Oui, comme je te disais je ne sais pas ce que je ferais sans le tatouage. Dés le départ c’est devenu une véritable obsession. Partout où je vais, je détourne ce que je vois en le reliant au tatouage. Toutes mes conversations convergent vers le tatouage, volontairement. C’est normal non ? A vrai dire, si tu ne t’intéresses pas au tatouage, je suis une personne assez chiante. Je n’y peux rien. Souvent, d’un coup je me rends compte que je suis entrain de réfléchir à comment je tatouerais des objets à la con : quelles couleurs j’utiliserais, quelle taille d’aiguille pour obtenir tel ou tel effet, etc. Je me demande bien ce que je ferais si le tatouage disparaissait. Avec mes qualifications, je pourrais peut-être être un bon vendeur de chaussures… Tu me diras, au moins je n’aurais plus à m’en faire ! Je ne me torturerais plus au boulot. Je me pointerais et choisirais une jolie paire de pompes pour le bonheur du client.

000050

Tatouer est à la fois la meilleure et la pire des choses au monde.

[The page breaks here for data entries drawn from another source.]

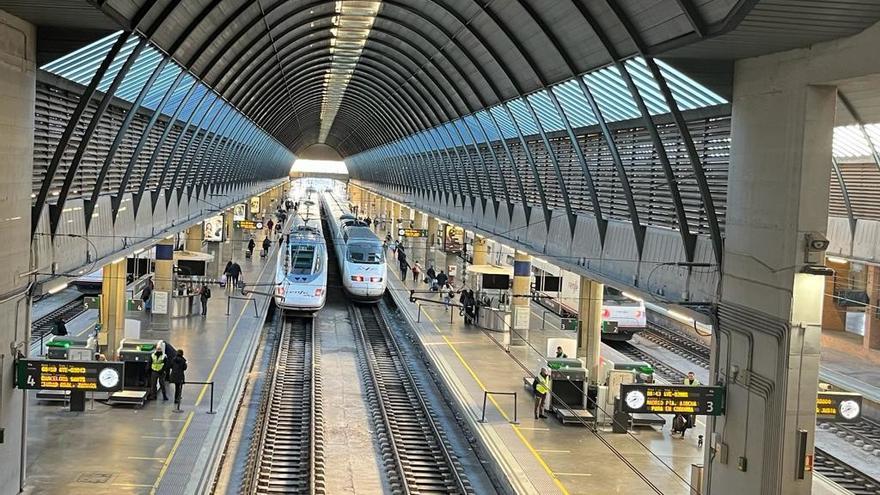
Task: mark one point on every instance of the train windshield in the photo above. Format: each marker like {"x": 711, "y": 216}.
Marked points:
{"x": 302, "y": 259}
{"x": 365, "y": 253}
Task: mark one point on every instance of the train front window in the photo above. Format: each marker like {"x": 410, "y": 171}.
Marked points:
{"x": 365, "y": 253}
{"x": 302, "y": 259}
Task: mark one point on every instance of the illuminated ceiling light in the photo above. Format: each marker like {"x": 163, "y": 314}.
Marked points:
{"x": 351, "y": 27}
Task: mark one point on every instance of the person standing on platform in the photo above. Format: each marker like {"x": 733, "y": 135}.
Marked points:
{"x": 541, "y": 387}
{"x": 60, "y": 327}
{"x": 157, "y": 375}
{"x": 431, "y": 275}
{"x": 417, "y": 271}
{"x": 204, "y": 295}
{"x": 402, "y": 261}
{"x": 178, "y": 375}
{"x": 251, "y": 245}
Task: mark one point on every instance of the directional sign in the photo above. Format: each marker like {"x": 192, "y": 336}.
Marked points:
{"x": 412, "y": 232}
{"x": 248, "y": 225}
{"x": 672, "y": 399}
{"x": 45, "y": 374}
{"x": 839, "y": 407}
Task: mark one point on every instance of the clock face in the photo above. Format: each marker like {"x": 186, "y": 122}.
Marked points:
{"x": 108, "y": 377}
{"x": 635, "y": 399}
{"x": 849, "y": 409}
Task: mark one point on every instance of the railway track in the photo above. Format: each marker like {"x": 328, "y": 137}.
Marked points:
{"x": 416, "y": 457}
{"x": 662, "y": 369}
{"x": 286, "y": 454}
{"x": 43, "y": 326}
{"x": 865, "y": 434}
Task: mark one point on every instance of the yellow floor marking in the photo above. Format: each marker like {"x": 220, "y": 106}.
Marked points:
{"x": 516, "y": 429}
{"x": 201, "y": 395}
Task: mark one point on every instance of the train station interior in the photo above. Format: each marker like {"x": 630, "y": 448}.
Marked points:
{"x": 440, "y": 246}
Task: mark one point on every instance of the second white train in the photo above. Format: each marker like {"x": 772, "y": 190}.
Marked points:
{"x": 359, "y": 252}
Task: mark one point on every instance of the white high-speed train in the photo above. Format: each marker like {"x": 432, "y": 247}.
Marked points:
{"x": 359, "y": 252}
{"x": 301, "y": 273}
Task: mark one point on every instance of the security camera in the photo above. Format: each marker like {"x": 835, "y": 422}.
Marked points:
{"x": 817, "y": 242}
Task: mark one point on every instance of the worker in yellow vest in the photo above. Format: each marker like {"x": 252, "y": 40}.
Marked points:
{"x": 541, "y": 387}
{"x": 157, "y": 375}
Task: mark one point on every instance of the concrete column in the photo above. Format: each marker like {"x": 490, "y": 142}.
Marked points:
{"x": 590, "y": 325}
{"x": 770, "y": 313}
{"x": 481, "y": 251}
{"x": 17, "y": 95}
{"x": 164, "y": 277}
{"x": 113, "y": 306}
{"x": 521, "y": 311}
{"x": 194, "y": 237}
{"x": 871, "y": 341}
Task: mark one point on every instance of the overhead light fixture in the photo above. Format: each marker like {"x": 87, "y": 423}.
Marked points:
{"x": 836, "y": 260}
{"x": 57, "y": 288}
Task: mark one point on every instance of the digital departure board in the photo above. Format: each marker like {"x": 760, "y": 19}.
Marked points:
{"x": 412, "y": 232}
{"x": 840, "y": 407}
{"x": 672, "y": 399}
{"x": 87, "y": 376}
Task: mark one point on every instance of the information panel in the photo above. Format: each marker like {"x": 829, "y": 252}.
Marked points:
{"x": 840, "y": 407}
{"x": 248, "y": 225}
{"x": 672, "y": 399}
{"x": 94, "y": 376}
{"x": 412, "y": 232}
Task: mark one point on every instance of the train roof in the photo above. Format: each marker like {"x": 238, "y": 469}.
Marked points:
{"x": 361, "y": 234}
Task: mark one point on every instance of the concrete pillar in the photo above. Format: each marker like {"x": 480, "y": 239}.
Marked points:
{"x": 194, "y": 237}
{"x": 481, "y": 251}
{"x": 590, "y": 325}
{"x": 521, "y": 311}
{"x": 770, "y": 314}
{"x": 164, "y": 277}
{"x": 113, "y": 306}
{"x": 871, "y": 341}
{"x": 17, "y": 95}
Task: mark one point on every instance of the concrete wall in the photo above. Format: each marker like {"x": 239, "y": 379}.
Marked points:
{"x": 73, "y": 249}
{"x": 616, "y": 263}
{"x": 17, "y": 95}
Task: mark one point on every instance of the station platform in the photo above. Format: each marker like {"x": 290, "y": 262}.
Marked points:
{"x": 541, "y": 456}
{"x": 154, "y": 449}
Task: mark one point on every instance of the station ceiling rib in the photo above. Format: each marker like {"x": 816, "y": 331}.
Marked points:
{"x": 333, "y": 71}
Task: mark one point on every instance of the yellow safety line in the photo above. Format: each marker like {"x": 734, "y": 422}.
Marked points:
{"x": 500, "y": 410}
{"x": 183, "y": 430}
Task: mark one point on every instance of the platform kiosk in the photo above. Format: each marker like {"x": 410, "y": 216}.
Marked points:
{"x": 492, "y": 283}
{"x": 67, "y": 348}
{"x": 136, "y": 380}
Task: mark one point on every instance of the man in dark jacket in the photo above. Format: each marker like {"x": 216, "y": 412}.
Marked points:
{"x": 177, "y": 375}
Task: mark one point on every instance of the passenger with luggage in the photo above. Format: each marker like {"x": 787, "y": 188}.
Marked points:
{"x": 177, "y": 376}
{"x": 204, "y": 295}
{"x": 541, "y": 387}
{"x": 266, "y": 244}
{"x": 157, "y": 375}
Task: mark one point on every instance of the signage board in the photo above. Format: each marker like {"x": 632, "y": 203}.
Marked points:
{"x": 213, "y": 229}
{"x": 839, "y": 407}
{"x": 87, "y": 376}
{"x": 160, "y": 302}
{"x": 412, "y": 232}
{"x": 672, "y": 399}
{"x": 453, "y": 239}
{"x": 248, "y": 225}
{"x": 239, "y": 212}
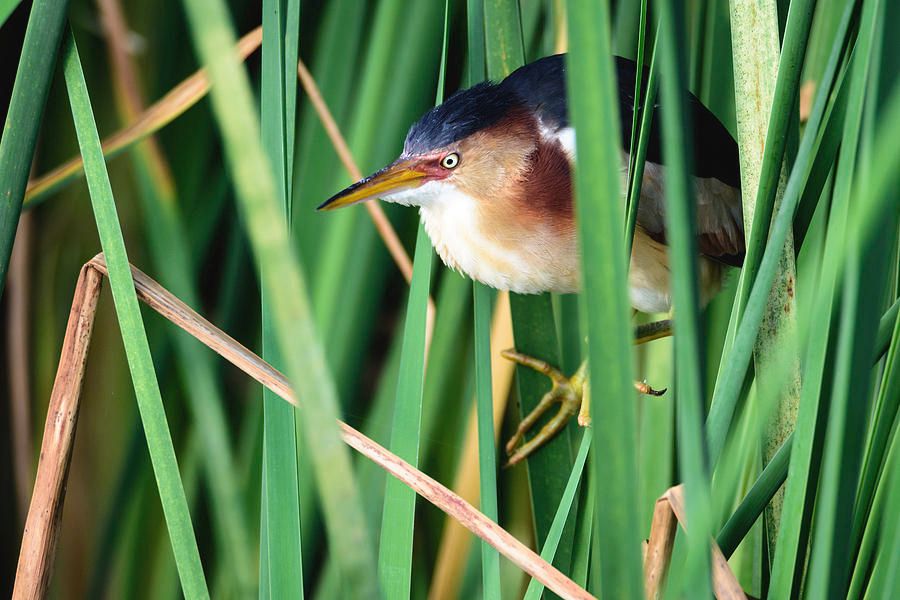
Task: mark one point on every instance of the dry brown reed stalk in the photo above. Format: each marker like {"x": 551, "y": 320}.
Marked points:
{"x": 380, "y": 220}
{"x": 667, "y": 514}
{"x": 185, "y": 95}
{"x": 38, "y": 544}
{"x": 128, "y": 90}
{"x": 17, "y": 340}
{"x": 455, "y": 545}
{"x": 158, "y": 115}
{"x": 44, "y": 513}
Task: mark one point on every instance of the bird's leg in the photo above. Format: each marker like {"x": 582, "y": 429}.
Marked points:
{"x": 569, "y": 392}
{"x": 648, "y": 332}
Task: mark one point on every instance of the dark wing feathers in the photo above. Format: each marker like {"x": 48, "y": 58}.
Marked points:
{"x": 541, "y": 87}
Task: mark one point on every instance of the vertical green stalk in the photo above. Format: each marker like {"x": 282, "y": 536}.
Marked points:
{"x": 134, "y": 337}
{"x": 482, "y": 298}
{"x": 533, "y": 323}
{"x": 23, "y": 119}
{"x": 535, "y": 587}
{"x": 682, "y": 236}
{"x": 282, "y": 564}
{"x": 286, "y": 292}
{"x": 593, "y": 108}
{"x": 398, "y": 517}
{"x": 754, "y": 31}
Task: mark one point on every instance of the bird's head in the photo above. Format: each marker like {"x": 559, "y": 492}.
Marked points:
{"x": 475, "y": 142}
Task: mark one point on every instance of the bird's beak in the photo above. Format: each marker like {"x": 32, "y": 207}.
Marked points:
{"x": 397, "y": 176}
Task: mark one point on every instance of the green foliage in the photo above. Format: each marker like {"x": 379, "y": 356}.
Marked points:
{"x": 332, "y": 310}
{"x": 134, "y": 337}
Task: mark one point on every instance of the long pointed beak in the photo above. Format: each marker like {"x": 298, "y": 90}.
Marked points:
{"x": 397, "y": 176}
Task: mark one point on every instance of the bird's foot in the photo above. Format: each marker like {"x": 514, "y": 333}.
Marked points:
{"x": 568, "y": 392}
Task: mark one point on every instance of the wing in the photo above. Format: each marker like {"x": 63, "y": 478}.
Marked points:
{"x": 716, "y": 168}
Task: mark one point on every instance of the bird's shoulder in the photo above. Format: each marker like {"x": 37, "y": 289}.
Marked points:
{"x": 541, "y": 87}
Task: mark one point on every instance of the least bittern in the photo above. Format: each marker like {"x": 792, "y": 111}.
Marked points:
{"x": 491, "y": 172}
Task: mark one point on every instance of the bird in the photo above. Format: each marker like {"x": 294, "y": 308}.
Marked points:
{"x": 490, "y": 171}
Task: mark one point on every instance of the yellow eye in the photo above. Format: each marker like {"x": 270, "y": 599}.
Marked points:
{"x": 450, "y": 161}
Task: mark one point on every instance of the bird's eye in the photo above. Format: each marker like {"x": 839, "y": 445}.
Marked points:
{"x": 450, "y": 161}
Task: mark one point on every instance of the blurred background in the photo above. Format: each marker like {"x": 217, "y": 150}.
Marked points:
{"x": 377, "y": 64}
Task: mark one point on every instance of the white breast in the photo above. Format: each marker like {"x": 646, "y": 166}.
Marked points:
{"x": 522, "y": 264}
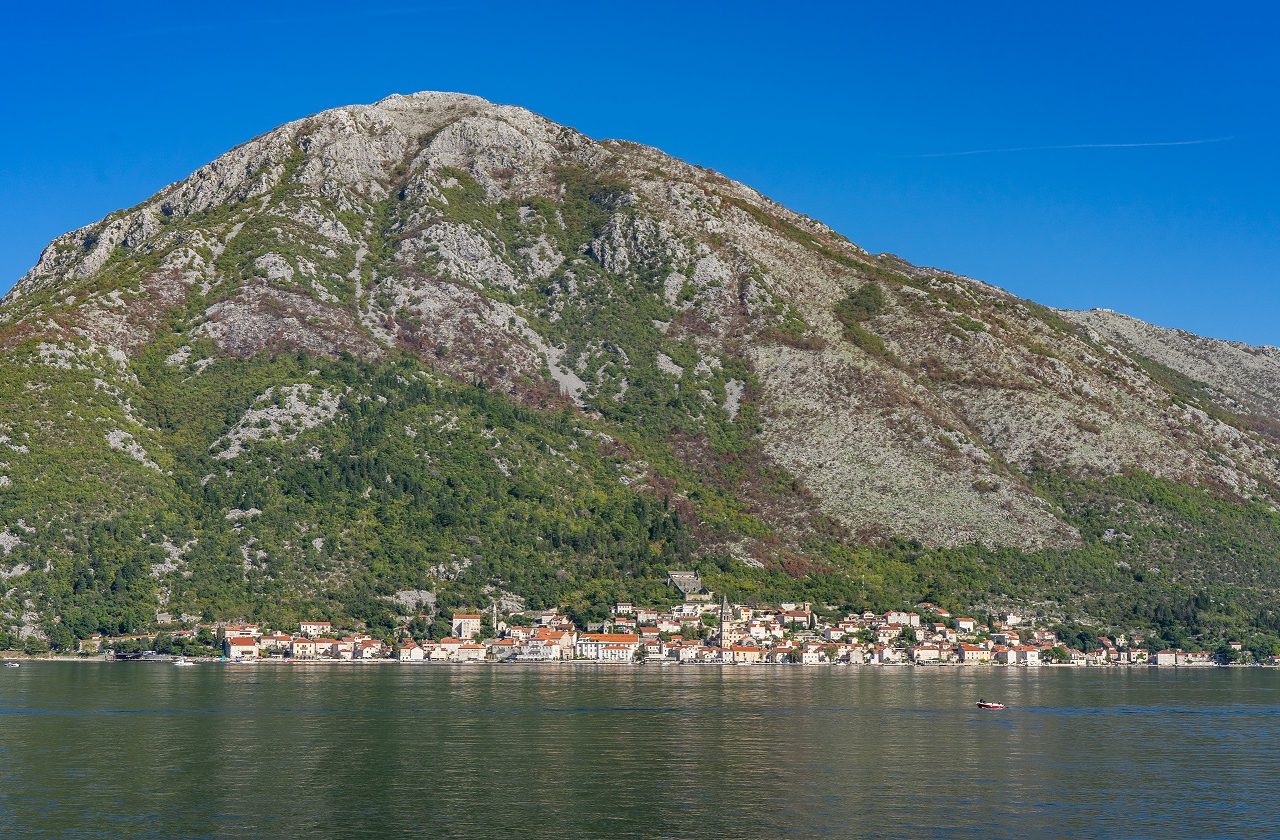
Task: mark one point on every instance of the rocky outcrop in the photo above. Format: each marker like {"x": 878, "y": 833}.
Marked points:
{"x": 503, "y": 249}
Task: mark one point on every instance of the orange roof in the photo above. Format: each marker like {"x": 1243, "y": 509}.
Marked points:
{"x": 620, "y": 638}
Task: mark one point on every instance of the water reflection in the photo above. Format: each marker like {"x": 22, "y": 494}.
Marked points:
{"x": 138, "y": 749}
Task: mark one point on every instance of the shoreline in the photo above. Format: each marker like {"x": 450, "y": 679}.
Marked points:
{"x": 840, "y": 666}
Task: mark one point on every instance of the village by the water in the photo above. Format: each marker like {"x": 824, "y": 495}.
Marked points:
{"x": 702, "y": 629}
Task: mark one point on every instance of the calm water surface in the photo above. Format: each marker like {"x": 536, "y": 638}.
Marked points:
{"x": 151, "y": 751}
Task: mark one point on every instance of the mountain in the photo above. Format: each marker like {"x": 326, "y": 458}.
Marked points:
{"x": 435, "y": 351}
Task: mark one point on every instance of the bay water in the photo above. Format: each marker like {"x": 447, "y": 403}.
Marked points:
{"x": 97, "y": 749}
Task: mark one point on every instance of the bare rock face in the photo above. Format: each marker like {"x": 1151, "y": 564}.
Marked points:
{"x": 501, "y": 247}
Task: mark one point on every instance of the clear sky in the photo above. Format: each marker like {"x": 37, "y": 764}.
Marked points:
{"x": 1123, "y": 155}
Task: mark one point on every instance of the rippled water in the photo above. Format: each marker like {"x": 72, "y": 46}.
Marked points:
{"x": 146, "y": 749}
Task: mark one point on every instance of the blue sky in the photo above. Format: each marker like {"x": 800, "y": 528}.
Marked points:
{"x": 846, "y": 112}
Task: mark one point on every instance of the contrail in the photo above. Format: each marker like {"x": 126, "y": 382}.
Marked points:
{"x": 993, "y": 151}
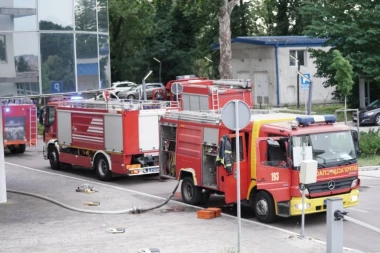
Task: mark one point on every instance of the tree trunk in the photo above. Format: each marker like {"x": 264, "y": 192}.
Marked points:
{"x": 225, "y": 65}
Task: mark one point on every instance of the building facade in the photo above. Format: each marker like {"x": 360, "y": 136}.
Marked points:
{"x": 267, "y": 61}
{"x": 53, "y": 46}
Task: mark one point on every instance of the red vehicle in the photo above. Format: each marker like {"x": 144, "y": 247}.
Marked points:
{"x": 112, "y": 137}
{"x": 20, "y": 127}
{"x": 200, "y": 94}
{"x": 196, "y": 147}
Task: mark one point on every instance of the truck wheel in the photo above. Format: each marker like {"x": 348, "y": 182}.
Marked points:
{"x": 12, "y": 148}
{"x": 264, "y": 207}
{"x": 191, "y": 194}
{"x": 102, "y": 168}
{"x": 21, "y": 148}
{"x": 54, "y": 158}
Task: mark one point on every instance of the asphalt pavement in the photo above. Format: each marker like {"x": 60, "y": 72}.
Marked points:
{"x": 314, "y": 226}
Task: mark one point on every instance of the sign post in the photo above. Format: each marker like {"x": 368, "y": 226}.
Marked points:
{"x": 235, "y": 116}
{"x": 3, "y": 187}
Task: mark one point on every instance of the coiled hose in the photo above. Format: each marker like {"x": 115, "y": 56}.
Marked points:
{"x": 133, "y": 210}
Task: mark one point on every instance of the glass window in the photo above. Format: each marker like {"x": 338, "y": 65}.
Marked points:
{"x": 298, "y": 54}
{"x": 87, "y": 62}
{"x": 55, "y": 15}
{"x": 57, "y": 60}
{"x": 3, "y": 55}
{"x": 85, "y": 15}
{"x": 102, "y": 16}
{"x": 104, "y": 62}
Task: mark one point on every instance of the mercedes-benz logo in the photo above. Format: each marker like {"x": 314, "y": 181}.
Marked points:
{"x": 331, "y": 185}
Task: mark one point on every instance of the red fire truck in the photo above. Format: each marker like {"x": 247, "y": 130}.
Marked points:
{"x": 110, "y": 136}
{"x": 200, "y": 94}
{"x": 195, "y": 147}
{"x": 19, "y": 126}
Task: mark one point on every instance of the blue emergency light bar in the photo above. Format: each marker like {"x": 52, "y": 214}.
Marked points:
{"x": 307, "y": 119}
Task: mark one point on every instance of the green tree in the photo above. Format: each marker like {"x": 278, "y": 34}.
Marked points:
{"x": 343, "y": 77}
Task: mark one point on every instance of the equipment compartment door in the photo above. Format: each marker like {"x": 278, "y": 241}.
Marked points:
{"x": 272, "y": 167}
{"x": 230, "y": 178}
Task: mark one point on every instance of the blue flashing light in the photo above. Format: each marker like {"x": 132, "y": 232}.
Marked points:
{"x": 76, "y": 98}
{"x": 307, "y": 119}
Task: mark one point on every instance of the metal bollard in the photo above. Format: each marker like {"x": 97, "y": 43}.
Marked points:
{"x": 334, "y": 226}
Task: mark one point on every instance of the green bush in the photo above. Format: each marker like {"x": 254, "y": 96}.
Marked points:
{"x": 370, "y": 143}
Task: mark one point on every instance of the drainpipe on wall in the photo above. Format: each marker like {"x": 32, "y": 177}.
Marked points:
{"x": 277, "y": 78}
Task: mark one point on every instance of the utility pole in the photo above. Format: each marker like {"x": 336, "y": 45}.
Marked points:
{"x": 154, "y": 58}
{"x": 298, "y": 81}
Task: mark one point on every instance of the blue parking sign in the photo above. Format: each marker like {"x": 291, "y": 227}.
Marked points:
{"x": 56, "y": 87}
{"x": 305, "y": 83}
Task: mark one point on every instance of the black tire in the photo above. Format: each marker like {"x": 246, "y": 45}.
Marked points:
{"x": 21, "y": 148}
{"x": 264, "y": 207}
{"x": 377, "y": 119}
{"x": 191, "y": 194}
{"x": 12, "y": 148}
{"x": 102, "y": 168}
{"x": 54, "y": 158}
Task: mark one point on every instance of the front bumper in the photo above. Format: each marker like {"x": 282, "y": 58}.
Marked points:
{"x": 317, "y": 205}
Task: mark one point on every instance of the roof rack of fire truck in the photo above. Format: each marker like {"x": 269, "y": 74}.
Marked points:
{"x": 119, "y": 105}
{"x": 234, "y": 83}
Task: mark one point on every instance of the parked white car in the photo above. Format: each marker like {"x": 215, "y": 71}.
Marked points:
{"x": 122, "y": 86}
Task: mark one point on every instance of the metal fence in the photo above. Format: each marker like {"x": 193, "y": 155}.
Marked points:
{"x": 335, "y": 217}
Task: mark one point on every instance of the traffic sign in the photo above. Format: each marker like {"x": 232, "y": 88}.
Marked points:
{"x": 56, "y": 87}
{"x": 305, "y": 84}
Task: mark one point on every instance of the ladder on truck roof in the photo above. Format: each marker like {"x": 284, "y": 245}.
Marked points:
{"x": 215, "y": 98}
{"x": 236, "y": 83}
{"x": 119, "y": 105}
{"x": 194, "y": 116}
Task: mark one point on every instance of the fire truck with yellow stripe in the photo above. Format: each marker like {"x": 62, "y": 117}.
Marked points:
{"x": 194, "y": 147}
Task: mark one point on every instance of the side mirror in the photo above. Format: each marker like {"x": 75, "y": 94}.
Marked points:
{"x": 273, "y": 143}
{"x": 355, "y": 138}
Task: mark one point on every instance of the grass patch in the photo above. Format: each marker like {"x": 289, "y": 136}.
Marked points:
{"x": 369, "y": 161}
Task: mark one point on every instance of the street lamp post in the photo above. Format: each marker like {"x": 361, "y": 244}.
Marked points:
{"x": 212, "y": 67}
{"x": 154, "y": 58}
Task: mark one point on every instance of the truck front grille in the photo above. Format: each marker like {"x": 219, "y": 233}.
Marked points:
{"x": 330, "y": 185}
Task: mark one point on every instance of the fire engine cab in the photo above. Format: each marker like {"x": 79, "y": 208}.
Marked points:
{"x": 19, "y": 125}
{"x": 197, "y": 148}
{"x": 118, "y": 137}
{"x": 204, "y": 95}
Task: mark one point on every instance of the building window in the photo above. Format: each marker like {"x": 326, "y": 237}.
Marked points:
{"x": 3, "y": 51}
{"x": 300, "y": 55}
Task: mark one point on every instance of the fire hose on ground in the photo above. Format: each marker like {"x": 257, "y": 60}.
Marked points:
{"x": 133, "y": 210}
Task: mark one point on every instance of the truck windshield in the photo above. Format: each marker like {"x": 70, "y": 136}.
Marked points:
{"x": 329, "y": 149}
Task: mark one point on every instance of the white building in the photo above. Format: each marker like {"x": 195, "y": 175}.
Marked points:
{"x": 266, "y": 61}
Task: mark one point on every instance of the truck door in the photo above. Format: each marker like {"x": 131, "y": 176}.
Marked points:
{"x": 230, "y": 179}
{"x": 50, "y": 123}
{"x": 273, "y": 171}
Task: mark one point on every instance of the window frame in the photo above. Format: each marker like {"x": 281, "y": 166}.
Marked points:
{"x": 292, "y": 62}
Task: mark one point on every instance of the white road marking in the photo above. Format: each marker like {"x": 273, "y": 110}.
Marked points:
{"x": 357, "y": 209}
{"x": 161, "y": 198}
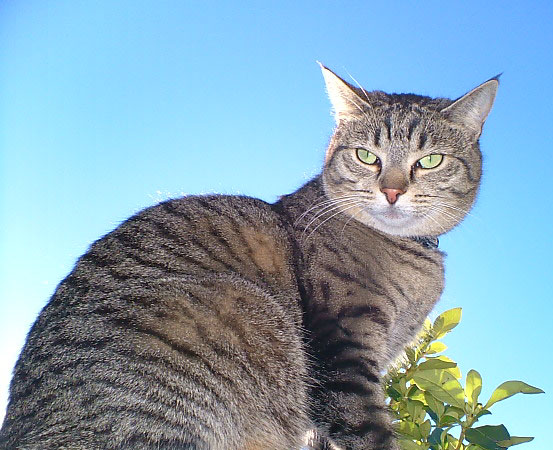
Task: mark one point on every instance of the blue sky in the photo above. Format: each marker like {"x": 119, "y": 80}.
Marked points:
{"x": 108, "y": 107}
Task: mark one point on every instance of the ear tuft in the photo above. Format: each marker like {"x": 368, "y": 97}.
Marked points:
{"x": 472, "y": 109}
{"x": 345, "y": 101}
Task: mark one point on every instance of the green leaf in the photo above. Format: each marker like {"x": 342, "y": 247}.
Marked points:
{"x": 436, "y": 347}
{"x": 455, "y": 371}
{"x": 393, "y": 393}
{"x": 509, "y": 388}
{"x": 483, "y": 412}
{"x": 435, "y": 437}
{"x": 436, "y": 363}
{"x": 424, "y": 428}
{"x": 473, "y": 386}
{"x": 409, "y": 429}
{"x": 441, "y": 385}
{"x": 405, "y": 444}
{"x": 488, "y": 436}
{"x": 515, "y": 440}
{"x": 435, "y": 405}
{"x": 446, "y": 321}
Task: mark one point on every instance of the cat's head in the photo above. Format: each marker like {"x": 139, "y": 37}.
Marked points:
{"x": 405, "y": 164}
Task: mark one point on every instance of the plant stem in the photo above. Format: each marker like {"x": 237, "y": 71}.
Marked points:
{"x": 461, "y": 439}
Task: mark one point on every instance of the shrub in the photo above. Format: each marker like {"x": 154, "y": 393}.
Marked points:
{"x": 432, "y": 410}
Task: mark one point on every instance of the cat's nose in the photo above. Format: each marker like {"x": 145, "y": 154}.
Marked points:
{"x": 392, "y": 194}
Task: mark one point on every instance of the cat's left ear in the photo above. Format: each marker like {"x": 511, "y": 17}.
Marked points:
{"x": 472, "y": 109}
{"x": 345, "y": 101}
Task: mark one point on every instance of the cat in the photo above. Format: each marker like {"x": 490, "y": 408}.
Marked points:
{"x": 225, "y": 322}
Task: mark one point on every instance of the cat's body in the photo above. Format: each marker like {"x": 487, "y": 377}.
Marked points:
{"x": 223, "y": 322}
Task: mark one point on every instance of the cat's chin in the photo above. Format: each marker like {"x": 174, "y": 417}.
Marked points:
{"x": 396, "y": 222}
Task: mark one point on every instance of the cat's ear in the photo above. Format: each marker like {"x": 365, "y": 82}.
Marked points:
{"x": 472, "y": 109}
{"x": 345, "y": 101}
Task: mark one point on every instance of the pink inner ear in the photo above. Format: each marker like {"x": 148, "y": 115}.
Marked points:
{"x": 392, "y": 194}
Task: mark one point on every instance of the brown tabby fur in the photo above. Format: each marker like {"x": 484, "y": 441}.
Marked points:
{"x": 219, "y": 322}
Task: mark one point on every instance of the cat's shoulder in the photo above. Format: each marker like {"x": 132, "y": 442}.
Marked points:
{"x": 236, "y": 208}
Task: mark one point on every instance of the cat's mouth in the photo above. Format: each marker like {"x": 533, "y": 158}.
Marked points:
{"x": 394, "y": 220}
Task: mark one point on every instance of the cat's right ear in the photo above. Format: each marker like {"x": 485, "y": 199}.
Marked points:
{"x": 345, "y": 101}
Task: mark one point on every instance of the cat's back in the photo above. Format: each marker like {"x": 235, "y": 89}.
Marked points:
{"x": 175, "y": 314}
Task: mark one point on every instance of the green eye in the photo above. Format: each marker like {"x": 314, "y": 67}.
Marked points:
{"x": 430, "y": 161}
{"x": 367, "y": 157}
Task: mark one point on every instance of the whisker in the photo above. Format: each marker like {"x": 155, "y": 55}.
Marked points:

Un jour, c’est le pied ultime, je tatoue avec un immense sourire aux lèvres, et le lendemain, j’ai envie de jeter mes machines et mes crayons et chialer dans un coin sombre et isolé. Mais c’est pour cette raison que j’aime le tatouage. C’est un challenge constant, c’est gratifiant, parfois c’est l’enfer, mais oui, j’ai besoin du tatouage.

Ton style est unique. Un mélange entre néo-traditionnel avec une pointe de réalisme et imagerie fantastique. Tes personnages et tes animaux sont tous très charismatiques et semblent avoir de super pouvoirs. A ton avis qu’est ce qui fait qu’un design fonctionne?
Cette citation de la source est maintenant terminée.